Wie bei Alice im Wunderland die Grinsekatze verschwand Stück für Stück das Tiergesicht. Mit dem nächsten Blinzeln verwandelte sich Jimmys Schnauze in das runde Gesicht von Rechtsmediziner Harro deNärtens. Kugelrund schien er zu sein.
Doch bevor sie ihm ein Zeichen ihres Erwachens geben konnte, löste sich auch Harro auf.
Eine Weile geschah nichts.
Bruchstücke kamen und setzten sich neben sie.
Die Ermittlung.
Der Fall.
Er.
Willa schnappte nach Luft. Der nächste Schock erwartete sie. In ihrem Hals steckte etwas fest, das sie würgte und einem Alien gleich nicht zu ihrem Körper gehörte. Das Ding musste weg. Es erstickte sie.
Auch in der Nase, über den Wangen schien sich etwas festgesetzt zu haben.
Runter damit. Raus damit.
Noch unfähig, sich zu bewegen, konnte sie sich nur wünschen, dass die Qualen verschwinden sollten. Aber die Zeiten, wo das Wünschen geholfen hatte, schienen vorbei.
Was machte sie hier, in diesem unbekannten Raum?

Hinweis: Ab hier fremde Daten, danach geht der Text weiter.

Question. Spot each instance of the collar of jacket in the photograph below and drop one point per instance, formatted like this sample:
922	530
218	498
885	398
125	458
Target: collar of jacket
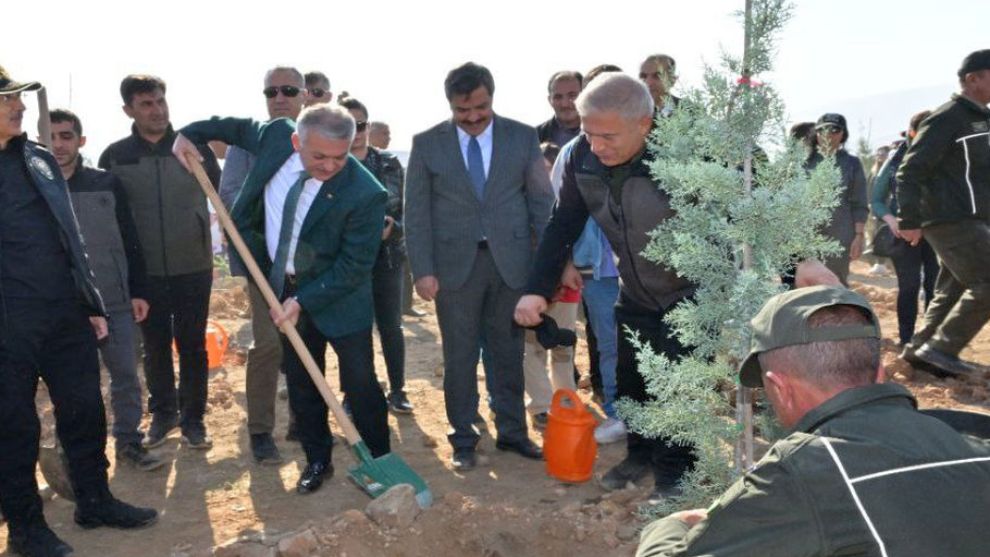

Sie merkte, dass sie schwitzte. Schweißperlen liefen ihr über das Gesicht, den Hals herunter und verloren sich. Schon jetzt wusste sie, dass sie sich in dieser Umgebung niemals so wohlfühlen würde wie im Grau, aus dem sie vertrieben worden war. Warum lag sie nicht wenigstens in ihrem eigenen Bett?
Ein Galgen baumelte über ihr. Krankenhaus, dachte sie, und hasste diesen Ort. Sie war wieder bei Sinnen. Kein Grund, sie weiter hier zu behalten. Ihr steirischer Sturkopf hatte schon schlimmere Attacken ausgehalten.
Zeit zu gehen.
»Frau Stark? Hallo? Können Sie mich hören?«
Ein neues Gesicht. Lang, schmal, bleich. Es blieb vor Willas Augen bestehen, wurde konturierter, klarer.
Ich muss hier raus, sofort. Ich kann kaum atmen. Ich will wissen, warum ich in einem Krankenhaus bin.
Willa versuchte die Hände zu heben. Ein einziger Finger gehorchte ihr. Sie begann mit den Augen zu rollen. Ihr Herzschlag beschleunigte sich.